".. makanan punya kisah .." (.. food has its tale .. cibus habet fabula ..)
.. baik itu mengenai falsafah, filosofis, sejarah maupun perilaku budaya yang menjadi simbol, ritual, adat, dan kearifan lokal masyarakat setempat serta pembentuk karakter, jati diri serta ciri identitas suatu bangsa ..



Saturday 17 December 2016

Asal Muasal Lumpia


Camilan pengaruh Tionghoa ini sudah boleh dikatakan makanan nasional kita, hanya saja tidak banyak yang pernah mengetahui sejarahnya.

Tionghoa mempunyai satu hari raya musim setiap 15 hari dalam setahun Imlik, dan setiap hari raya Imlik itu juga diadakan satu hidangan yang chas untuk merayakannya. Disitu lumpia juga termasuk salah satunya, yang berkaitan dengan satu hari raya musim Tionghoa sejak zaman dahulu kala. Disini lumpia adalah hidangan pada hari Ceng Beng, yaitu hari ini tanggal 5 April, hari bagi kalangan Tionghoa menghormati leluhurnya dan setahun sekali keharusan untuk melawat kekuburan orang tuanya.

Bagaimana sangkut pautnya Lumpia dengan Ceng Beng? Ini bisa diceritakan sebagai berikut yang merupakan asal muasalnya lumpia:

Sebelum Ceng Beng merupakan hari perayaan pembersihan makam leluhur Tionghoa setiap 5 April seperti sekarang, hari itu hanya merupakan salah satu hari perayaan musim yang bermaksud penjemputan musim Semi disekitar 104-106 hari setelah Winter Solstice, adalah yang merupakan sehari libur untuk sekeluarga ber-piknik sejak lebih dari dua ribu tahun yang lalu, hingga terjadinya satu peristiwa di Tiongkok Semula dipermulaan abad 7 BC. Pada waktu itu Tiongkok Semula sedang terbagi-bagi dalam puluhan negeri adipati diachir zaman Dinasti Zhou yang disebut masa Chun-jiu / Spring-Autumn (770 – 476 BC).

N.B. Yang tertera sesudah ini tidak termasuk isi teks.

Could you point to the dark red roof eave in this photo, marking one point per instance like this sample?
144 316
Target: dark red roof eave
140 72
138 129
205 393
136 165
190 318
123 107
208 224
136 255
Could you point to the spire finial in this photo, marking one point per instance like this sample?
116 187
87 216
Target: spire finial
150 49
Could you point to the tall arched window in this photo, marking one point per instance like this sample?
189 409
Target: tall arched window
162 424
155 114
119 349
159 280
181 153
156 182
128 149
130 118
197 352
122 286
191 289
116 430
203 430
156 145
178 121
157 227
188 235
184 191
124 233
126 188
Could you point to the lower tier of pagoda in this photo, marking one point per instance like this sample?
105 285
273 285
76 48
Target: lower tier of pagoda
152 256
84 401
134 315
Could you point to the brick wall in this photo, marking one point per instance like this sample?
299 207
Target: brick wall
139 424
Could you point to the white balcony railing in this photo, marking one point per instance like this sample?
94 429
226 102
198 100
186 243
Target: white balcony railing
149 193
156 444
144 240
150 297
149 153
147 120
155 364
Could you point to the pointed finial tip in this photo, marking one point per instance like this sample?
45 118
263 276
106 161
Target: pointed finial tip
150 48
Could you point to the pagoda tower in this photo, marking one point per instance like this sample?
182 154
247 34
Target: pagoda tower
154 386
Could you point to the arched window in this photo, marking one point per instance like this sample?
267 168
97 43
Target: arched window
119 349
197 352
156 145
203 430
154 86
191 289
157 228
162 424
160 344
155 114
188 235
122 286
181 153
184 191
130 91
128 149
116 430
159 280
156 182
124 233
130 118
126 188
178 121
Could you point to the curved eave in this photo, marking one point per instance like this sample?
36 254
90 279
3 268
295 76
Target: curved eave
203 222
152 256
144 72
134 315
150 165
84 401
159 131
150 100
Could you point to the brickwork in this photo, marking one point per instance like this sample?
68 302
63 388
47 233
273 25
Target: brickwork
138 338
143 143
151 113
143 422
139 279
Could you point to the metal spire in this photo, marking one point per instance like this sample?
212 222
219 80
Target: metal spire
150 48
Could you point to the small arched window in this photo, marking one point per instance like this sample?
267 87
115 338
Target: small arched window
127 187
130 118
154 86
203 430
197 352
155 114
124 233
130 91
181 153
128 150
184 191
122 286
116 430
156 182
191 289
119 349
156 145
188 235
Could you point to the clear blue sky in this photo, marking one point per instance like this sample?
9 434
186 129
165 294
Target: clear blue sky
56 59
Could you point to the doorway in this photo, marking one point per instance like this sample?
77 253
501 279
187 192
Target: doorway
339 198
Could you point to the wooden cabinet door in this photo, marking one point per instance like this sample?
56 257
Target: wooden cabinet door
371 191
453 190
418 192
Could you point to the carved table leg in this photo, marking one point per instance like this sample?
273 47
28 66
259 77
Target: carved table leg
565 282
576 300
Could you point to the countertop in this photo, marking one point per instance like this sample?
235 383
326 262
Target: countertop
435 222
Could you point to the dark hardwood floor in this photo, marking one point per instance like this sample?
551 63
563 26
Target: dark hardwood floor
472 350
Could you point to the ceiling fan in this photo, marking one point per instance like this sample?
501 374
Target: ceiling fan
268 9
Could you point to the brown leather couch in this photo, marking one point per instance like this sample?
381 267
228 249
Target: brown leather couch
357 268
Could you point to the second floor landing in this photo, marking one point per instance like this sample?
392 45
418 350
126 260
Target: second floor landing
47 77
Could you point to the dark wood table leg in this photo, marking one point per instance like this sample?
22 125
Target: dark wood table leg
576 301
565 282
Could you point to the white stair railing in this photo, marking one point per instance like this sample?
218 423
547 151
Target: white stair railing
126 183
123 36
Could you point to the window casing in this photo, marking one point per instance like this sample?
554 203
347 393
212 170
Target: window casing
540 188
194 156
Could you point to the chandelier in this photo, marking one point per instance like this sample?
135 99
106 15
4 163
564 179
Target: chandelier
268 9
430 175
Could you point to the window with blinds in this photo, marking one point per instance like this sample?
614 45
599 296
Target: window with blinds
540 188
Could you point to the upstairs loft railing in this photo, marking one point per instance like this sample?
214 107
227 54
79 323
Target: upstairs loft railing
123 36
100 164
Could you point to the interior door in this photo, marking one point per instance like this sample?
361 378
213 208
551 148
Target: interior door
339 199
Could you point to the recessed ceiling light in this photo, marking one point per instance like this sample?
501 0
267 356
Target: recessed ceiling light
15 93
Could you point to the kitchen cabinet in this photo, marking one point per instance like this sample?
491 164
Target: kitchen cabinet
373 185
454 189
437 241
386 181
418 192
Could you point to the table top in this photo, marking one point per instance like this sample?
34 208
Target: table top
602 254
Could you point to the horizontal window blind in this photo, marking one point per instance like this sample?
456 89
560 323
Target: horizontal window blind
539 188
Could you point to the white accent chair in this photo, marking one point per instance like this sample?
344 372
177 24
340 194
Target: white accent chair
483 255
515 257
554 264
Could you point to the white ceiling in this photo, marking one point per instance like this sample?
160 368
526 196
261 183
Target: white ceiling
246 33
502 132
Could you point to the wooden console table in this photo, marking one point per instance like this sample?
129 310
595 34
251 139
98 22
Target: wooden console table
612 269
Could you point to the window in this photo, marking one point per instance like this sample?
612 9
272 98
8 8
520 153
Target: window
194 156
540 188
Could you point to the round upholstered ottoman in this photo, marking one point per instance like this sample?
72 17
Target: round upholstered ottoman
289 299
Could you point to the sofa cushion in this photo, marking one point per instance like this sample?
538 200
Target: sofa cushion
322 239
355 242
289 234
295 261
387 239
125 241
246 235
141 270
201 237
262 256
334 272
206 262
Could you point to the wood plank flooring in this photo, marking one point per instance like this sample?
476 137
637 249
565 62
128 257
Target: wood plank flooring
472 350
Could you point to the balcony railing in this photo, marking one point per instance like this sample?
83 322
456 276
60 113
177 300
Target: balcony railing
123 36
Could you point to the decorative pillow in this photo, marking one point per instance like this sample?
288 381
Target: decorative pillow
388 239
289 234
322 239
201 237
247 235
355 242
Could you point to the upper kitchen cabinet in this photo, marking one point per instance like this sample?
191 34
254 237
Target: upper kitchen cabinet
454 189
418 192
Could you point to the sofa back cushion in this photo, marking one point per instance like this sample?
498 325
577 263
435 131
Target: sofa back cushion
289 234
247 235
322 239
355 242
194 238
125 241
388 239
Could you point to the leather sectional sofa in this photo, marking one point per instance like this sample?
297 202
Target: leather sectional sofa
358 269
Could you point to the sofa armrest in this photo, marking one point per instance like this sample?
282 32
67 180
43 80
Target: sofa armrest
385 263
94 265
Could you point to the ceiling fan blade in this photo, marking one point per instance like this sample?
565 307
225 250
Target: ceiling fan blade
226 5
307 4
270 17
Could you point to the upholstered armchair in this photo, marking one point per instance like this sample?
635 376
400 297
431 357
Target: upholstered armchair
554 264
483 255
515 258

Konon ada seorang pangeran dari negeri adipati Jin yang melarikan diri karena perebutan tahta dinegerinya yang terletak dipertengahan Shanxi sekarang, dia jatuh sakit dan terawat baik oleh seorang penduduk disuatu dusun sampai pulih kesehatannya. Setelah dia kembali kenegerinya dan berhasil merebut kedudukan adipatinya sebagai Jin Wen Gong (晋文公) pada tahun 638 BC, dia baru mengetahui bahwa penyembuhan penyakitnya sewaktu dipengungsian itu adalah berkat diberi minum obat kaldu yang memakai daging dari pahanya orang dusun yang bernama Jie Zi-tui sendiri kapan hari itu.

Namun Jie selalu menolak hadiah dan kedudukan yang ditawarkan Jin Wen Gong, malah achirnya juga bersama ibunya bersembunyi supaya tidak diganggu lagi diatas bukit pegunungan Mian-shan. Karena dalam segala upaya Wen Gong mencarinya tetap sia-sia menemukannya, maka memakai siasat api membakar semak-semak bukit disekitarnya yang mengharapkan Jie dan ibunya bisa dipaksa keluar oleh asap, tetapi api tidak terkendali dan beberapa hari kemudian diketemukan dua mayat hangus yang berangkulan disebelah sebatang pohon yang sudah menjadi arang.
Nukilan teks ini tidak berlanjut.